While CIM can speed up multiplication operations, it comes with added risk and complexity.
Compute-in-memory (CIM) is not necessarily an Artificial Intelligence (AI) solution; rather, it is a memory management solution. CIM could bring advantages to AI processing by speeding up the multiplication operation at the heart of AI model execution. However, for that to be successful, an AI processing system would need to be explicitly architected to use CIM. The change would entail a shift from all-digital design workflows into a mixed-signal approach which would require deep design expertise and specialized semiconductor fabrication processes.
Compute-in-memory eliminates weight coefficient buffers and streamlines the primitive multiply operations, striving for increased AI inference throughput. However, it does not perform neural network processing by itself. Other functions like input data streaming, sequencing, accumulation buffering, activation buffering, and layer organization may become more vital factors in overall performance as model hardware mapping unfolds and complexity increases – more robust NPUs (Neural Processing Units) incorporate all those functions.

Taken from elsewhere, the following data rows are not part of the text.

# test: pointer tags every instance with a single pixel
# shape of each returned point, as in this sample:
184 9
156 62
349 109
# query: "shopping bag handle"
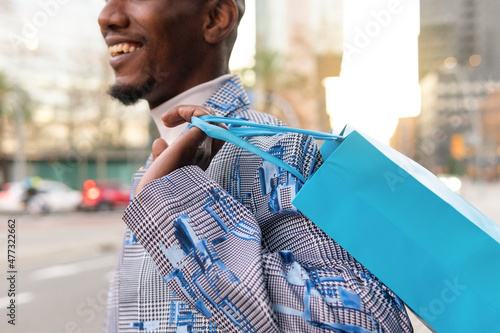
234 135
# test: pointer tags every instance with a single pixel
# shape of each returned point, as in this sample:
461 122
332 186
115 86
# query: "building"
460 32
456 131
71 129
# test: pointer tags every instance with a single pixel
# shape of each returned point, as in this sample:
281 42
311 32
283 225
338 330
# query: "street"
64 263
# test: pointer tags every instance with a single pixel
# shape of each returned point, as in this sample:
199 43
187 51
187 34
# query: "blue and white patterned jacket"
224 250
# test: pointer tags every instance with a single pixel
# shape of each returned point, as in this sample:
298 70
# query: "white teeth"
122 48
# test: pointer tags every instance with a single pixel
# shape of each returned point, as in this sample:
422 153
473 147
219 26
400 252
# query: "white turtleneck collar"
195 96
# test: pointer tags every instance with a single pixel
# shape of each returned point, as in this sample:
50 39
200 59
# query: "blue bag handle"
234 135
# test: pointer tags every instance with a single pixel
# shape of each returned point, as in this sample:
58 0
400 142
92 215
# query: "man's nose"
113 16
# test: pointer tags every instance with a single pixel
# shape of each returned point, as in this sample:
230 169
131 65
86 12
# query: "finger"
159 145
183 113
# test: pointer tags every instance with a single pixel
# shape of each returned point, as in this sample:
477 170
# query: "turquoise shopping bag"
439 254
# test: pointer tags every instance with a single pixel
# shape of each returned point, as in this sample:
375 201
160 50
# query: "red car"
104 194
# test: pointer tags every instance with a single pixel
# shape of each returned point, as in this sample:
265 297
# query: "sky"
380 53
378 83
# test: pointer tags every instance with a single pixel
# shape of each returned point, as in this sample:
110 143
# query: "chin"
130 94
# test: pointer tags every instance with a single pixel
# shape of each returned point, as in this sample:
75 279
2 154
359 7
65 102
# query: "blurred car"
49 196
104 194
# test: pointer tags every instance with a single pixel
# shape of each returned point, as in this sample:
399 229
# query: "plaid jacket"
224 250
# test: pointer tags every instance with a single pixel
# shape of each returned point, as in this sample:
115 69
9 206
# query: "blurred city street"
64 265
65 262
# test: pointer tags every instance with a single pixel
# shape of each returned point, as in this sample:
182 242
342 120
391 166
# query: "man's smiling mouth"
123 48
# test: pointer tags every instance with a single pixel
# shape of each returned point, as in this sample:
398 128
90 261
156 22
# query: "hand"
192 147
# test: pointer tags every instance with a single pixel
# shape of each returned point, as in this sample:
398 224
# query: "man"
214 244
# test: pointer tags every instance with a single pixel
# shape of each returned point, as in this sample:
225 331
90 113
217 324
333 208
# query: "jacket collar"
230 97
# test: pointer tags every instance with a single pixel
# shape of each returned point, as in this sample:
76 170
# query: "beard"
129 95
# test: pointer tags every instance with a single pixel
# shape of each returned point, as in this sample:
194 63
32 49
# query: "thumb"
159 145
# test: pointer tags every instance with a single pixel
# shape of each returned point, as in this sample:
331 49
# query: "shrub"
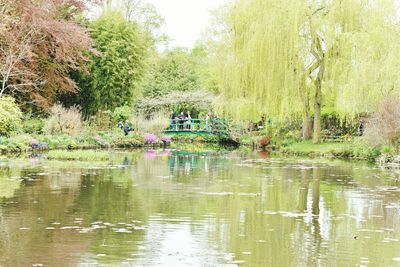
103 120
166 139
10 116
122 114
156 124
193 101
383 127
64 121
150 139
33 126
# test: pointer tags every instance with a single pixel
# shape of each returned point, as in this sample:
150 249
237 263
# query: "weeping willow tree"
286 58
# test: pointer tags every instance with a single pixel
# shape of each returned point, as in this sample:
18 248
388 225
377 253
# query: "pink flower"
150 139
34 142
166 139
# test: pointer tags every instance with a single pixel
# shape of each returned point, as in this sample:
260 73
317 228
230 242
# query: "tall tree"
114 75
281 57
40 43
174 70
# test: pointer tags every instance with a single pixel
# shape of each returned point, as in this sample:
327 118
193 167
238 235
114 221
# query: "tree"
282 57
40 43
115 75
175 70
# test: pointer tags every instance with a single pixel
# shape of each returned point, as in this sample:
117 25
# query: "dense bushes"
33 126
10 116
383 127
193 101
64 121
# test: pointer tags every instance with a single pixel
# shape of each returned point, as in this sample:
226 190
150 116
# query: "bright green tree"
282 57
116 71
173 70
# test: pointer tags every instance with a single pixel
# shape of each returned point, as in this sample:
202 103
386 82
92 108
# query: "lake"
179 208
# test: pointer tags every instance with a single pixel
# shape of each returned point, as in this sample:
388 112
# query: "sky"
185 20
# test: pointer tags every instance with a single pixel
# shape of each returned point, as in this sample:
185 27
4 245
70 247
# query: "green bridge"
198 127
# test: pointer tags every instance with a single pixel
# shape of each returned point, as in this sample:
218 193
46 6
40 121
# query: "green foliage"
115 73
174 70
10 116
267 63
64 121
155 124
132 140
103 120
193 101
122 113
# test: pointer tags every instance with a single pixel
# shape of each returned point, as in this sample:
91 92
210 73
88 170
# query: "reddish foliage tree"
41 42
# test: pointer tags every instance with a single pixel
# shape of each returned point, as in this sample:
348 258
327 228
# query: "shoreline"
348 150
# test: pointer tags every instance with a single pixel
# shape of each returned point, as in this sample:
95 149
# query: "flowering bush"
34 142
150 139
166 139
264 141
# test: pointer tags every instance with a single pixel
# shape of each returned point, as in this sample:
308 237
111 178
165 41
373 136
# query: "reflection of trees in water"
305 196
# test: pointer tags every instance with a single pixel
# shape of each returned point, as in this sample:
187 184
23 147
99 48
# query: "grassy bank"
355 149
94 140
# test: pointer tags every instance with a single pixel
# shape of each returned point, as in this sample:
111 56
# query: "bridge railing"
198 125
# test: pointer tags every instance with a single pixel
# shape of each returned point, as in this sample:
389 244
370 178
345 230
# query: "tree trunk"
317 105
307 123
317 116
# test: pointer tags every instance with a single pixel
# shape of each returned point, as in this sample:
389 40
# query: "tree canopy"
282 57
40 43
114 74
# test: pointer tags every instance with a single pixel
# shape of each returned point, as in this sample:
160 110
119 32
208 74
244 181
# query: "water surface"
175 208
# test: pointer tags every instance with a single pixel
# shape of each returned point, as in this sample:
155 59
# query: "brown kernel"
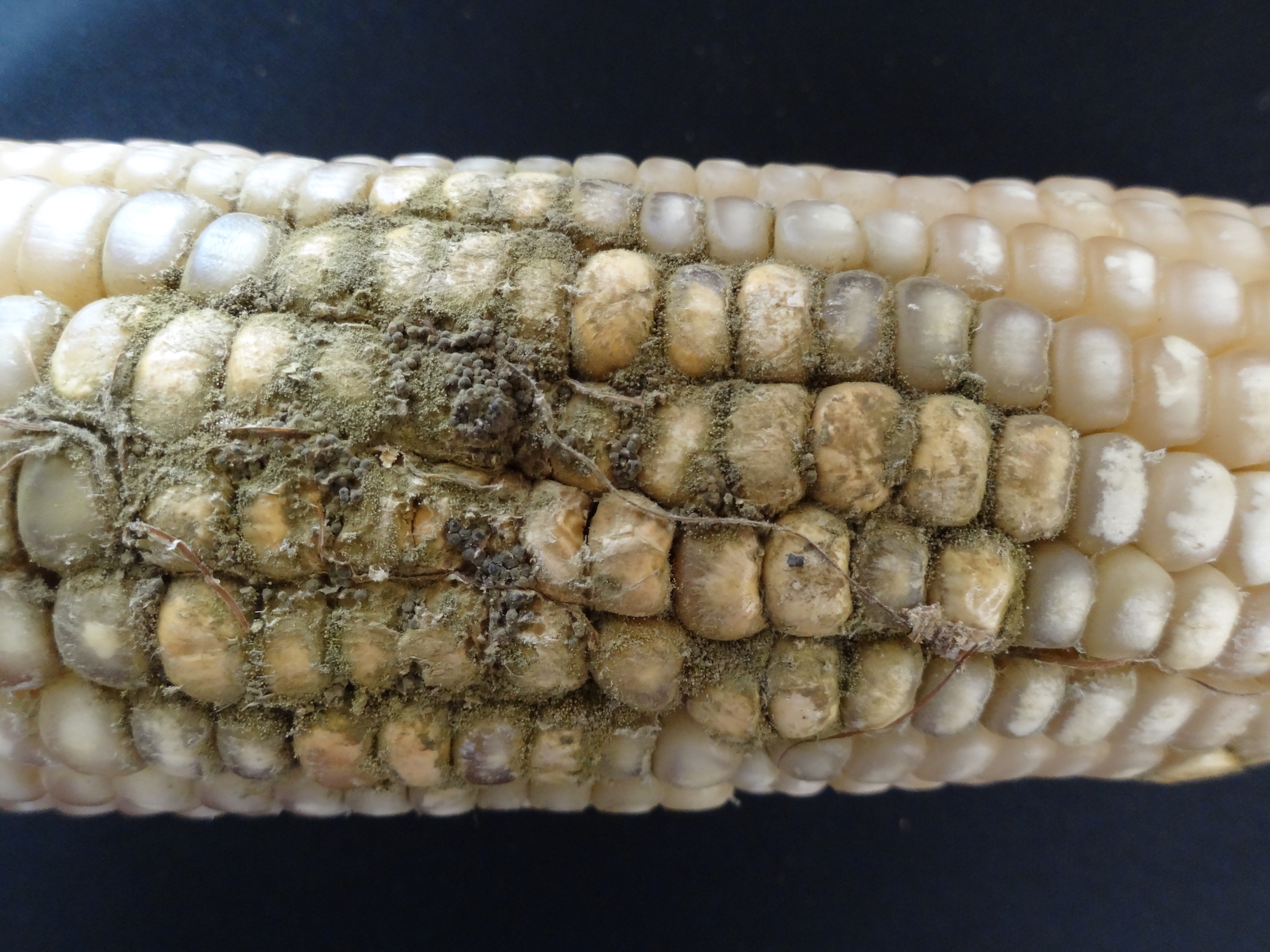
717 574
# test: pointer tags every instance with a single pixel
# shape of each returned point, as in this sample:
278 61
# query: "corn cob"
423 485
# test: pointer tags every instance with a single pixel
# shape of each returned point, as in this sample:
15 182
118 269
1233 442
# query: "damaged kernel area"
371 488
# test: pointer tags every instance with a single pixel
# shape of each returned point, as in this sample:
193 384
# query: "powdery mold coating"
372 487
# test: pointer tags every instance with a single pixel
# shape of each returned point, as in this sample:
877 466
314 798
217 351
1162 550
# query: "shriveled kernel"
802 687
897 244
638 662
1131 607
102 623
731 707
491 750
1239 432
1058 596
698 338
1191 505
173 382
959 701
61 510
855 327
738 230
1025 695
717 583
764 441
804 592
630 545
1206 610
1202 304
1011 353
819 235
884 687
336 749
671 224
1091 375
612 311
449 622
678 450
1033 475
969 254
932 333
416 745
1046 269
973 583
86 728
856 445
949 469
201 643
775 340
27 655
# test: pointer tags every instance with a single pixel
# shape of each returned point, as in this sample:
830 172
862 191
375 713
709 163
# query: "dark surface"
1149 93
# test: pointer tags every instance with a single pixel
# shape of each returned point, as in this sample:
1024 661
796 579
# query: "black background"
1151 93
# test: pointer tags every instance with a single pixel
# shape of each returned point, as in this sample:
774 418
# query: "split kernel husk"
365 488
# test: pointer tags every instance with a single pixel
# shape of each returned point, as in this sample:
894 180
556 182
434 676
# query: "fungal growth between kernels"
427 485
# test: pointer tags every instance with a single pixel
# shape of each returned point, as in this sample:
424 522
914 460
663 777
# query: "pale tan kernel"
448 625
731 707
738 230
491 750
281 526
958 703
856 446
1005 202
1191 505
884 687
764 444
717 579
930 197
1046 269
638 662
678 450
173 384
932 333
630 543
949 469
802 687
1239 432
612 311
1025 695
1231 243
854 327
698 338
1033 475
1095 702
1131 607
1091 375
1011 353
721 178
898 245
1080 212
294 645
973 583
336 750
592 427
861 192
775 342
201 643
1058 596
552 536
804 593
366 632
969 254
1206 610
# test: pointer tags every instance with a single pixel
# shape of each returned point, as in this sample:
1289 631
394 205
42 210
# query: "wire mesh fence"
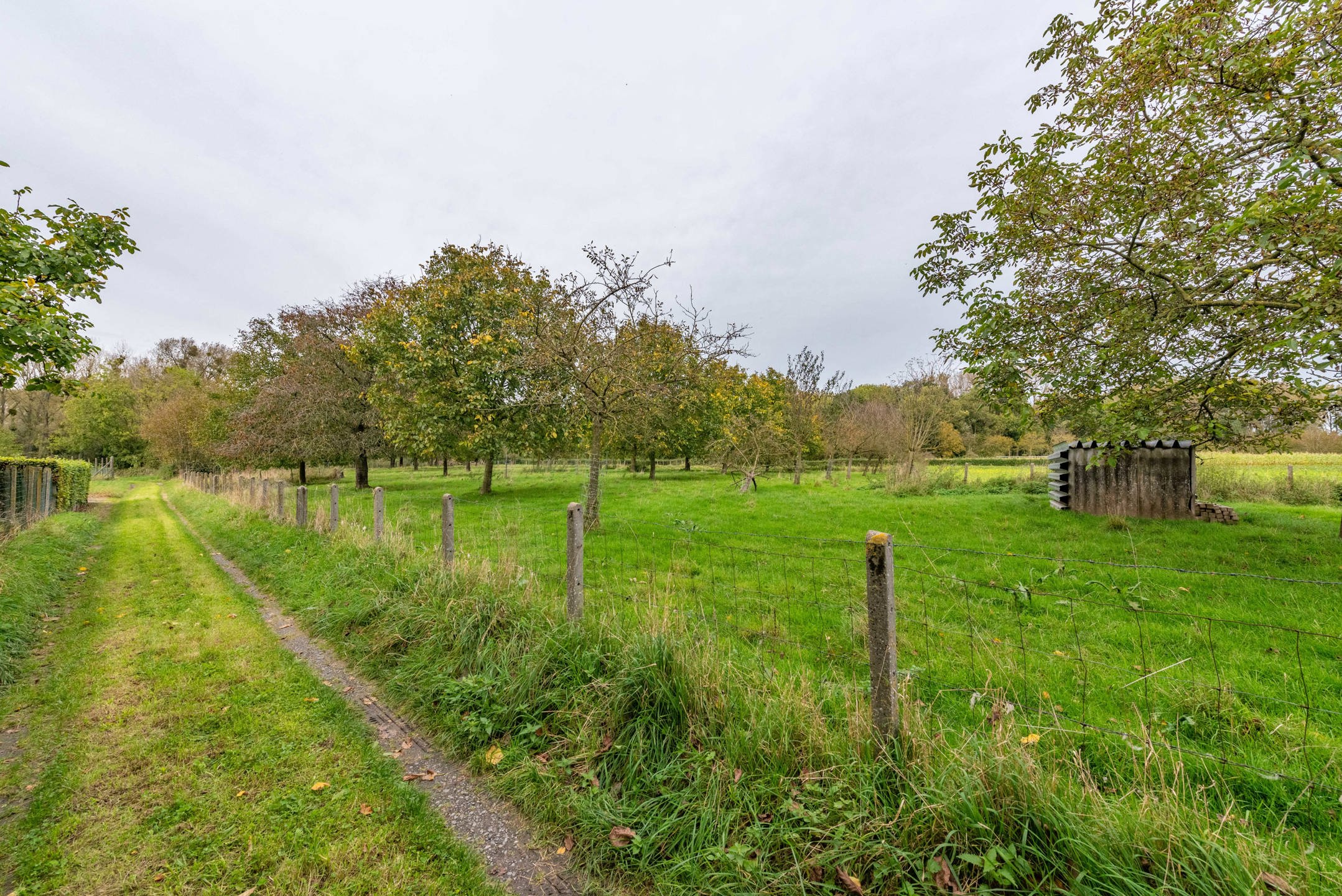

Fundamentally, compute-in-memory embeds a multiplier unit in a memory unit. A conventional digital multiplier takes two operands as digital words and produces a digital result, handling signing and scaling. Compute-in-memory uses a different approach, storing a weight coefficient as analog values in a specially designed transistor cell sub-array with rows and columns. The incoming digital data words enter the rows of the array, triggering analog voltage multiplies, then analog current summations occur along columns. An analog-to-digital converter creates the final digital word outputs from the summed analog values.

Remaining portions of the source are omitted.